To paraphrase the 1948 film, and later, television series of the same name, The Naked City, there are eight million stories in the naked city. And probably ten times that many signs. They are everywhere, all asking for our attention. There are billboards and banners, blinking neon letters and twinkling LEDs. Go to Times Square and there's probably at least one example of every kind of sign ever devised. It wouldn't be surprising to find a few tablets cut in stone, or parchment scrolls tucked away in some corner, advertising psychic readings or after-theater dinners. In short, signs are all around us.
Like any other tall structure, co-op and condo buildings are attractive sites for advertising signage. Ground floor retail shops showcase their names on brightly-lit signs. Doctors, lawyers and other professionals whose offices are housed in co-op and condo buildings also hang their shingles outside. Some buildings, although not nearly as many as in the past, will rent roof space or that rare exterior wall space for larger-scale advertising purposes to earn a few extra dollars for the annual budget.
Attractive as the prospect of "free money" from advertisers might seem, the question of whether to allow signage on your building requires special attention from both board and management. It's never just about sending a worker up a ladder with four nails and a glossy new banner. There are zoning questions. City code questions. There are insurance considerations and contracts to iron out. There's size and scale and questions of architectural taste and image. It's a process into which no building should jump unprepared.
Sign of the Times
When it comes to co-ops and condos, most building signs are put up by commercial tenants on the lower floors. For most residents, finding the perfect balance between a sign that gets the message across and a sign that's just too big or ostentatious can be a delicate act.

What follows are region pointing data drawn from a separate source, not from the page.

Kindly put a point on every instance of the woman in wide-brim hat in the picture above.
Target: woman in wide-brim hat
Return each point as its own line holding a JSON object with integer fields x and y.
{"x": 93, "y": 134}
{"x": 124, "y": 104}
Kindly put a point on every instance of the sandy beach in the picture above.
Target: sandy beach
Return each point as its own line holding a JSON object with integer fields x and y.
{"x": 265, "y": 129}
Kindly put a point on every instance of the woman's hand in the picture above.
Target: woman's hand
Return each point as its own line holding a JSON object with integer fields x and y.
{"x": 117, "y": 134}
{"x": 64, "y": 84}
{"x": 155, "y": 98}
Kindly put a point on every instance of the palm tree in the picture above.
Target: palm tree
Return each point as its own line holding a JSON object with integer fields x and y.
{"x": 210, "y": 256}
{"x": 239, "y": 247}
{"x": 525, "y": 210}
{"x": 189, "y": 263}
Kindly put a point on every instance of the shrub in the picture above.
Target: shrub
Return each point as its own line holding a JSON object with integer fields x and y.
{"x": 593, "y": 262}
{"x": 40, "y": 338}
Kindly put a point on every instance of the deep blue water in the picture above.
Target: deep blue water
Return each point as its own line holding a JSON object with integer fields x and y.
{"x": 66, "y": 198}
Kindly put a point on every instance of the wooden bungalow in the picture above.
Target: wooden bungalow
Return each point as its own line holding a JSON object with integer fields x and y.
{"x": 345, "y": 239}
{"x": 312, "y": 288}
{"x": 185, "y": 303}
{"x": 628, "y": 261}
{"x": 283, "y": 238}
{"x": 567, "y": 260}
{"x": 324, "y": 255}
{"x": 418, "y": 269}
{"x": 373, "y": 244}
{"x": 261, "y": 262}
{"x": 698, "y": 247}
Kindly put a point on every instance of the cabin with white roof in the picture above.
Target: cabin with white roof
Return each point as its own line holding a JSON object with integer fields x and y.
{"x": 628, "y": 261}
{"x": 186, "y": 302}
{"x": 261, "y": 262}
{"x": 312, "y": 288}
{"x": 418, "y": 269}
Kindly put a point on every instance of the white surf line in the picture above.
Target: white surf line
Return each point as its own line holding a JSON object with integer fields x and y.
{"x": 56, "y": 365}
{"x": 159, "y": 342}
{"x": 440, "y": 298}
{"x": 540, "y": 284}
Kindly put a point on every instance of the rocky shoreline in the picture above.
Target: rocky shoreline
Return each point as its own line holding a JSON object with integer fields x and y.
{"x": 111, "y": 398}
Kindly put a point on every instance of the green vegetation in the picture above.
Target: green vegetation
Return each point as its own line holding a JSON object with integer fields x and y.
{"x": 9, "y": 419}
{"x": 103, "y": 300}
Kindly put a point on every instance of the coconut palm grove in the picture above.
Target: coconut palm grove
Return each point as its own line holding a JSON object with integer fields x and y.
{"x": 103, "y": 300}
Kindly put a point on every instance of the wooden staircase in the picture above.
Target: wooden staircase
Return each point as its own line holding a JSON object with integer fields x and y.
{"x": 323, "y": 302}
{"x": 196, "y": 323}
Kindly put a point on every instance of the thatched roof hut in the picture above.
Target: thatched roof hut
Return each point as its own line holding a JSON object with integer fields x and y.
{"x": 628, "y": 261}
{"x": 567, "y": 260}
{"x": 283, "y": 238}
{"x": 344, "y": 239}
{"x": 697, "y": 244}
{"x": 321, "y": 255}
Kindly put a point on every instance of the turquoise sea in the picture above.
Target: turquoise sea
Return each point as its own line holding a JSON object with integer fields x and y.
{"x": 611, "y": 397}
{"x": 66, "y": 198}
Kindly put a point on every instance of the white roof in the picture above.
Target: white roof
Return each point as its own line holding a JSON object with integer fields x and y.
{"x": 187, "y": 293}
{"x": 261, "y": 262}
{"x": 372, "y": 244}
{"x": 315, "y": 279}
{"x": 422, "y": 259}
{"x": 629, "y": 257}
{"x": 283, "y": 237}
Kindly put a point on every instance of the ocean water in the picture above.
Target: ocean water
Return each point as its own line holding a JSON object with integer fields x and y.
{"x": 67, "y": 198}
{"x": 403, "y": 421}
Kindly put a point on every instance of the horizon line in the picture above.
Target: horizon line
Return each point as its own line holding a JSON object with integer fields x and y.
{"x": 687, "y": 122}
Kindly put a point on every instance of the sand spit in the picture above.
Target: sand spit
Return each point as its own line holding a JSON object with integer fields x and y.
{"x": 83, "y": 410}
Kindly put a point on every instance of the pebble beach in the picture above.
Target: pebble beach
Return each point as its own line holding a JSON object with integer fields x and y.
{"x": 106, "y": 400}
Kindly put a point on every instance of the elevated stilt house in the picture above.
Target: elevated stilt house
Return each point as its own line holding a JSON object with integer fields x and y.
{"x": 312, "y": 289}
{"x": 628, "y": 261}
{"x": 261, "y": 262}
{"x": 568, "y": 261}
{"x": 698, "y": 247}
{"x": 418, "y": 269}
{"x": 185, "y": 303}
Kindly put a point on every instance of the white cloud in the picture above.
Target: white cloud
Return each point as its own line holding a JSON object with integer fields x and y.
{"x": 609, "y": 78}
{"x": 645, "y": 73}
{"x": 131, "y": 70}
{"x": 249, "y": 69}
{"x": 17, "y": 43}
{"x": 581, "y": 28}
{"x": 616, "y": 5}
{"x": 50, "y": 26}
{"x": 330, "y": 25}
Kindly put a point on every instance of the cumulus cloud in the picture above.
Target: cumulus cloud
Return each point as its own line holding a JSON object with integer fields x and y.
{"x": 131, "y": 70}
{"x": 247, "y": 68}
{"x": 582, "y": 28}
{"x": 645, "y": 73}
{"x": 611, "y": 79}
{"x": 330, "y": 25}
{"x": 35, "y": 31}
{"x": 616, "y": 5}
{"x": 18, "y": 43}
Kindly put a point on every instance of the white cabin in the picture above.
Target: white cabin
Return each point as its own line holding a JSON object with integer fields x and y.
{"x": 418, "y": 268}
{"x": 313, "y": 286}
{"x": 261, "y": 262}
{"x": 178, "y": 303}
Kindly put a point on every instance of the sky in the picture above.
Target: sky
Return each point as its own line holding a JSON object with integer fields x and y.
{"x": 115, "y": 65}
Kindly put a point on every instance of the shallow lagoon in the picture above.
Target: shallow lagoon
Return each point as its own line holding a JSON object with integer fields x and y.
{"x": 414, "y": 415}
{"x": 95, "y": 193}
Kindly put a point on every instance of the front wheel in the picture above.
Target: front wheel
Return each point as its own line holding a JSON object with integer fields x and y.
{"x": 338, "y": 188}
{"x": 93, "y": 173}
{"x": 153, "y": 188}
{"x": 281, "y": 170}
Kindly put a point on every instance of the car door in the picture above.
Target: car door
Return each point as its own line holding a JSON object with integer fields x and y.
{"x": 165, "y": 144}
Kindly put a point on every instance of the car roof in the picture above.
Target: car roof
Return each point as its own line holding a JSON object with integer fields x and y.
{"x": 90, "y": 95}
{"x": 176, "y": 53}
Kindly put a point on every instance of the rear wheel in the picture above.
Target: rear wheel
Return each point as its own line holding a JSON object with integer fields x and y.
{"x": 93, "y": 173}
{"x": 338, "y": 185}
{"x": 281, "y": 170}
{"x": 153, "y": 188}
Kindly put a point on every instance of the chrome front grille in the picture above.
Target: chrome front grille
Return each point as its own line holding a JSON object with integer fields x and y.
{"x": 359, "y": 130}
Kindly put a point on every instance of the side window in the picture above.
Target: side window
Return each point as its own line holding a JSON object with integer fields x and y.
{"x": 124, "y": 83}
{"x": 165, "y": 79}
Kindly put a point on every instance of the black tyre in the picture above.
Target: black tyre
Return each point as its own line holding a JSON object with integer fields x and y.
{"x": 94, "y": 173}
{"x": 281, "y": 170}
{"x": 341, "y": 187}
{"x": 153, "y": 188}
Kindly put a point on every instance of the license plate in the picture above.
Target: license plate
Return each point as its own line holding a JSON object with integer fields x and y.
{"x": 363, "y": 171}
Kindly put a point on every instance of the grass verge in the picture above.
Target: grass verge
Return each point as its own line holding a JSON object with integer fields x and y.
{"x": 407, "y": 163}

"A co-op is a home for hundreds of people," says attorney Andrew Brucker of the law firm of Schechter & Brucker PC in Manhattan. "They want it to be nice. They don't want big signs all over the building." Which is why the days of renting building space for advertisements may be dwindling. "Just renting out space like that takes away from the building," Brucker says. "It takes away from its status. And buildings want to be high-class, no matter where they are."